Heather L Short, Jade AU Tamatea, Helen M Conaglen, Andrew J Furlonger, Goswin Y Meyer-Rochow, John V Conaglen, Marianne S Elston.
Background
Traditional teaching recommends that when possible, hyperthyroid patients be rendered euthyroid prior to thyroidectomy.1–5 Limited evidence supports or quantifies this risk.6–8 Small observational studies have found no increase in adverse events among hyperthyroid patients undergoing thyroidectomy.9–11 The aim of this study was to assess the outcome of patients undergoing thyroidectomy for thyrotoxicosis comparing those who were thyrotoxic at the time of surgery to those who were euthyroid.
Methods
Patients with a recent history of hyperthyroidism undergoing a thyroidectomy between January 2012 and February 2016 in Waikato, New Zealand were identified from hospital coding and an endocrine surgery database. The cohort included patients with biochemical evidence of hyperthyroidism on pre-operative tests (high FT3 or high FT4 and low TSH) and medically-treated patients with normal or subclinical hyperthyroidism (normal FT3/FT4 but and a low or normal TSH). Patients were excluded if perioperative thyroid function tests were not available. Primary outcomes were 30-day mortality, hospital stay and evidence of intra-operative thyrotoxicosis (defined as one or more of: HR>100 bpm, systolic blood pressure>180 or <60mmHg, temperature >38⁰C). Secondary outcomes were use of intra-operative beta-blocker and level of care post-operatively.
Results
Of the 228 patients who underwent thyroidectomy for thyrotoxicosis during the study period, 149 met the inclusion criteria. Of these, 54 patients (36.2%) were thyrotoxic on perioperative blood tests. The remaining 95 patients served as controls. The 30 day mortality for all study participants was zero. Length of hospital stay was not different between the groups.
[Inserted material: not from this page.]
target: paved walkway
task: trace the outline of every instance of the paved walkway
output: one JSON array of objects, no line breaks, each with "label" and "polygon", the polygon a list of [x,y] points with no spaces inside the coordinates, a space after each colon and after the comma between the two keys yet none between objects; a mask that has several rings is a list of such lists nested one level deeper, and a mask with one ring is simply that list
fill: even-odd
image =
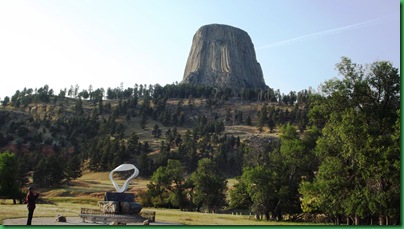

There was no difference in rates of intra-operative thyrotoxicosis. Intra-operative beta-blocker use was higher among thyrotoxic patients (29.6%) compared with controls (8.40%) (p=0.001). Thyrotoxic patients were more likely to receive a higher level of care post-operatively, with five patients (9.30%) receiving HDU/ICU post-operatively compared with one (1.10%) in the control group (p=0.024).
Conclusion
Pre-operative hyperthyroidism was associated with increased intra-operative beta-blocker administration and a higher level of care post-operatively in patients undergoing thyroidectomy but there were no differences in mortality, length of hospital stay or features of intra-operative thyrotoxicosis.